Did you know that nearly two-thirds of offenders in custody have been identified as requiring support in basic literacy and numeracy skills?
The decision by Corrective Services NSW to outsource nearly 90 per cent of teaching and education coordinator roles to private providers, with half of the 20 remaining education staff to be placed in clerical roles that do not require any education qualifications whatsoever, comes at a time when prison population numbers are at their highest ever and an extraordinary number of offenders are in need of educational support and planning.
Shocked and angry prison education staff are vigorously campaigning to reverse the government’s decision while at the same time fighting what many perceive as an attack on professionalism: to quote the Minister for Corrections, David Elliot, on September 2 at the Budget Estimates Committee, “You do not need to have a Bachelor’s degree to teach literacy to a prisoner.”
Aside from the fact that Minister Elliot’s comments are incredibly insulting and shortsighted, such a comment sits in stark contrast to reforms occurring in schools where the focus is on raising the already high standards of professional educators.
Minister Elliot’s comments raise a number of interesting points that warrant further discussion and debate.
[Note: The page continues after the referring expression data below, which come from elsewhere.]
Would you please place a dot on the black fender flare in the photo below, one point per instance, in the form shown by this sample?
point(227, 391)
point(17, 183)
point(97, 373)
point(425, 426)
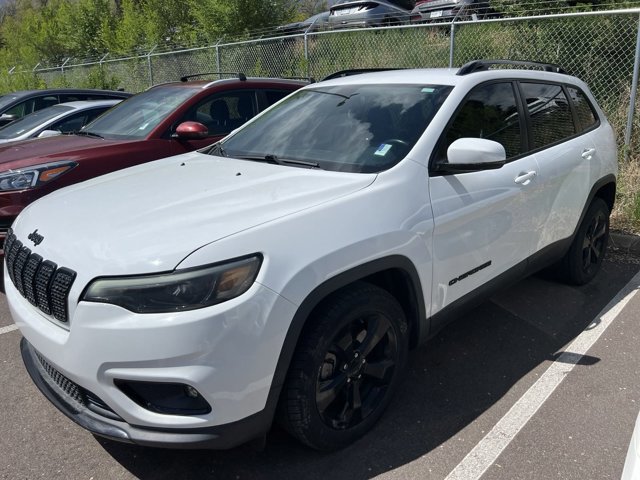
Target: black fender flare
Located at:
point(397, 262)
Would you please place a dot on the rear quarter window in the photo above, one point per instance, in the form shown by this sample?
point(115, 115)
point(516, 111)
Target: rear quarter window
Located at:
point(549, 112)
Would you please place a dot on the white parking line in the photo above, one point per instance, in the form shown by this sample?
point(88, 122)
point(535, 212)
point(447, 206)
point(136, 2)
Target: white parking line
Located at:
point(487, 451)
point(8, 329)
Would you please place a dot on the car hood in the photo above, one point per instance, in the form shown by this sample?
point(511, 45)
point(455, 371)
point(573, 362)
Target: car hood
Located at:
point(35, 151)
point(148, 218)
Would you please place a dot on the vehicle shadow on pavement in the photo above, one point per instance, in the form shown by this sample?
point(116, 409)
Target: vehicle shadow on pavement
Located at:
point(485, 358)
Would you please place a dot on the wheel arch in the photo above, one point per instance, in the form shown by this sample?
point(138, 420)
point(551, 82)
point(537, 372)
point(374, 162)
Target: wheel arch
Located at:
point(395, 274)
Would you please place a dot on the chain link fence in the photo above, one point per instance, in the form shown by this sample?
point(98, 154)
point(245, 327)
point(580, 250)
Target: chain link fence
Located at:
point(599, 47)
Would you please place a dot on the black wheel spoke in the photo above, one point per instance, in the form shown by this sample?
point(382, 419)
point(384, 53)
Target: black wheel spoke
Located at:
point(600, 232)
point(377, 329)
point(379, 370)
point(355, 400)
point(329, 390)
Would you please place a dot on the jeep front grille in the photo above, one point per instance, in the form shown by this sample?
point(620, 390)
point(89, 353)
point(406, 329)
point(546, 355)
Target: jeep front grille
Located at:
point(41, 282)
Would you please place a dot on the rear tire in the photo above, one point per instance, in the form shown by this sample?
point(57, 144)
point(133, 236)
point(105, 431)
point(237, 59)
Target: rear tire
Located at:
point(346, 367)
point(584, 258)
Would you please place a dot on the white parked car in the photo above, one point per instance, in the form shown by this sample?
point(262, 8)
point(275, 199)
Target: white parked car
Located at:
point(287, 271)
point(55, 120)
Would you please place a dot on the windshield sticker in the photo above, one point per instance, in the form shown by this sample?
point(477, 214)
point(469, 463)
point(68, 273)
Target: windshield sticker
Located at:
point(383, 149)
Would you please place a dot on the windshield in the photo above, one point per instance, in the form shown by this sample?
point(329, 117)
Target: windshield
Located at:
point(31, 121)
point(353, 128)
point(136, 117)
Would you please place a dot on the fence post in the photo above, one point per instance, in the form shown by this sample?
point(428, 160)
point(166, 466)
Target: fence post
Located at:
point(62, 66)
point(452, 42)
point(149, 65)
point(102, 60)
point(306, 47)
point(218, 57)
point(634, 93)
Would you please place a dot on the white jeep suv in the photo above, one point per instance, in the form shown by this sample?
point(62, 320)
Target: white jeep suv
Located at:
point(286, 271)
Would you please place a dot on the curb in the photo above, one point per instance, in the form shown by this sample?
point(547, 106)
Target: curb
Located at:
point(625, 242)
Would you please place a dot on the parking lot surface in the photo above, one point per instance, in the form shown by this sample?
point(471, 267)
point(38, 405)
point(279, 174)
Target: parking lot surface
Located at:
point(461, 385)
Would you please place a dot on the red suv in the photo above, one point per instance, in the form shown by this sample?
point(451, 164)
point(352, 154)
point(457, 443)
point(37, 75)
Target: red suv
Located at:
point(165, 120)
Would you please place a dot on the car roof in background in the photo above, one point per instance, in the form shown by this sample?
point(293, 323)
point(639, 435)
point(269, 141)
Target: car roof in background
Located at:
point(203, 84)
point(443, 76)
point(54, 91)
point(82, 104)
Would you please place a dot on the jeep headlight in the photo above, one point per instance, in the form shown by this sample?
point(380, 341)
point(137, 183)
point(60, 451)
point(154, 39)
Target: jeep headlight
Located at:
point(178, 291)
point(32, 177)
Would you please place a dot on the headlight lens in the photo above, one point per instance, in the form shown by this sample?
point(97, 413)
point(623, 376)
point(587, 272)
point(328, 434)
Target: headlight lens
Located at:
point(32, 177)
point(177, 291)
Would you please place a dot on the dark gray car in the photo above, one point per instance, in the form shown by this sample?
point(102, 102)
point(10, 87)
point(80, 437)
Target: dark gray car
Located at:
point(366, 13)
point(311, 24)
point(436, 10)
point(18, 104)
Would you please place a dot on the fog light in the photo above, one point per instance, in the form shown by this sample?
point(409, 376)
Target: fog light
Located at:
point(191, 392)
point(165, 398)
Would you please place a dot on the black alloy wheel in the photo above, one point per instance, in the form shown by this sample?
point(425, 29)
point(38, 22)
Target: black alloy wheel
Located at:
point(583, 261)
point(346, 367)
point(595, 241)
point(356, 371)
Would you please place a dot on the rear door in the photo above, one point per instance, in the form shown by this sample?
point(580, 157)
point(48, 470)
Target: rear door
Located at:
point(486, 222)
point(565, 153)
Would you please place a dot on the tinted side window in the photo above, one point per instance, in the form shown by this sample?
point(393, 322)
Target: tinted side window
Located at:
point(70, 124)
point(274, 96)
point(584, 110)
point(490, 112)
point(77, 121)
point(551, 118)
point(225, 112)
point(44, 102)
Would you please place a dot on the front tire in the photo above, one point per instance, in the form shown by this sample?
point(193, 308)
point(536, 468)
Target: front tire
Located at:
point(583, 261)
point(346, 368)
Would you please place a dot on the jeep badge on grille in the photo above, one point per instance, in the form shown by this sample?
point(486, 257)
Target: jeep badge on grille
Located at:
point(35, 237)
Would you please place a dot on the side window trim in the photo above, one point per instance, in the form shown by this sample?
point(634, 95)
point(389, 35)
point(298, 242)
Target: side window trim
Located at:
point(524, 138)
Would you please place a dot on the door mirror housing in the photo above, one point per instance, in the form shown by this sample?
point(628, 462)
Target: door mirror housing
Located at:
point(49, 133)
point(191, 131)
point(474, 154)
point(6, 118)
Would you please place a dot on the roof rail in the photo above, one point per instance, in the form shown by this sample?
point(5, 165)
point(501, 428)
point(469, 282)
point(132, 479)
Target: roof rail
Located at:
point(357, 71)
point(241, 76)
point(483, 65)
point(308, 79)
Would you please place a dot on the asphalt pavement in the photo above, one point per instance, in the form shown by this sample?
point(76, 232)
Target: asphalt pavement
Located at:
point(460, 387)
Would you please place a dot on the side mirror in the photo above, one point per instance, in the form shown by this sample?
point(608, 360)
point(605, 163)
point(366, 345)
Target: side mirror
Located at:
point(473, 154)
point(49, 133)
point(191, 131)
point(5, 118)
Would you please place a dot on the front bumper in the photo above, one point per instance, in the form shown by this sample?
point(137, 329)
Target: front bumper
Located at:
point(227, 352)
point(219, 437)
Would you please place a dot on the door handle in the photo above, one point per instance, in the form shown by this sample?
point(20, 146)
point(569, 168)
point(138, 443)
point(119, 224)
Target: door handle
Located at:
point(525, 178)
point(587, 154)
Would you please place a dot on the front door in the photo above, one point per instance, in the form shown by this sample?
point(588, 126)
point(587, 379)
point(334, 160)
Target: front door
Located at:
point(486, 221)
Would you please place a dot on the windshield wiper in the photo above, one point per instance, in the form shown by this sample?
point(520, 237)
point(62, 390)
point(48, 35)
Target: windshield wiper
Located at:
point(87, 134)
point(280, 161)
point(217, 149)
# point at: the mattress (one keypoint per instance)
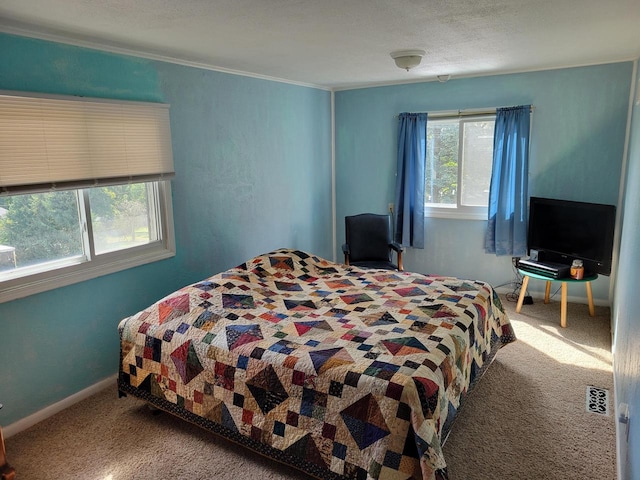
(338, 371)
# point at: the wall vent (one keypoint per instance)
(598, 400)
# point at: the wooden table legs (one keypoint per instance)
(563, 298)
(6, 471)
(523, 290)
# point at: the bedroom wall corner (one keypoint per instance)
(626, 304)
(253, 173)
(577, 142)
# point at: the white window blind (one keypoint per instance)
(74, 142)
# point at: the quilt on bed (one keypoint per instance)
(339, 371)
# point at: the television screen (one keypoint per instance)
(564, 230)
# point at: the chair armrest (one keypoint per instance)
(396, 246)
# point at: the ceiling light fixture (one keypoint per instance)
(407, 59)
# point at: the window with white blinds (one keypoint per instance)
(84, 189)
(74, 142)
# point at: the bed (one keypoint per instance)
(338, 371)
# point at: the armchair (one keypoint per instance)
(369, 243)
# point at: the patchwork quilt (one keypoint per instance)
(338, 371)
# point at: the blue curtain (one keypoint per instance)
(508, 194)
(412, 146)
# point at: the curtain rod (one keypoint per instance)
(466, 113)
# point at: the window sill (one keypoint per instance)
(456, 214)
(23, 287)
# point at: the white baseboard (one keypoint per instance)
(57, 407)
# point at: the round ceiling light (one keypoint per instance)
(407, 59)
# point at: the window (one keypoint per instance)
(83, 190)
(458, 166)
(53, 239)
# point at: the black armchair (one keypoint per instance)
(369, 243)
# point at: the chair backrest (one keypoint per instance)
(368, 236)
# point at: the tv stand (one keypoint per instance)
(563, 303)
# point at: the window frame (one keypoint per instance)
(459, 211)
(89, 266)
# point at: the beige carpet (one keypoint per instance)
(526, 419)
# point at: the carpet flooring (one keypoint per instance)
(526, 419)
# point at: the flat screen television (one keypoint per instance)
(563, 231)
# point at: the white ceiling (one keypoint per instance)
(343, 43)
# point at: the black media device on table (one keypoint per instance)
(561, 231)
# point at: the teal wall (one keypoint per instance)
(577, 142)
(626, 308)
(253, 173)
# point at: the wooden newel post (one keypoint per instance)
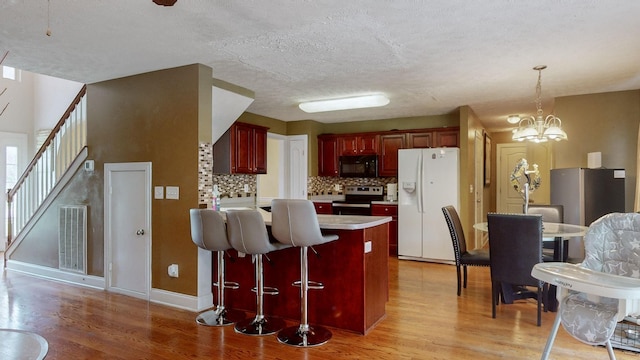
(9, 218)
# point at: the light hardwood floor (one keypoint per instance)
(425, 320)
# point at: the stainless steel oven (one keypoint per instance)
(358, 200)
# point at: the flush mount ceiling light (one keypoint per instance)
(356, 102)
(513, 119)
(539, 129)
(165, 2)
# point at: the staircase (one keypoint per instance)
(63, 151)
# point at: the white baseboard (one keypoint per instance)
(159, 296)
(181, 301)
(92, 281)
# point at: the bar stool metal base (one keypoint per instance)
(313, 336)
(257, 327)
(219, 317)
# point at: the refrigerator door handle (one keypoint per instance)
(419, 185)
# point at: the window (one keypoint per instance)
(11, 177)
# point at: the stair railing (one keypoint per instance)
(54, 157)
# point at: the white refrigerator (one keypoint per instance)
(428, 179)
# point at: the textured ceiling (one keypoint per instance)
(429, 57)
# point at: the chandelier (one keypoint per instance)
(538, 128)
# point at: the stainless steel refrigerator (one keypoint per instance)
(586, 195)
(428, 179)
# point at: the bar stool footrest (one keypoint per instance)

For starters, how is teaching a prisoner different from teaching someone who is not incarcerated, and why does this require lower rather than higher formal qualifications?
People who come into contact with the criminal justice system are often those who left school before completing Year 10 and have comorbid factors that hinder their ability to engage with and sustain contact with education services. Given the complexity of this particular student cohort, highly-qualified educators are exactly what we need.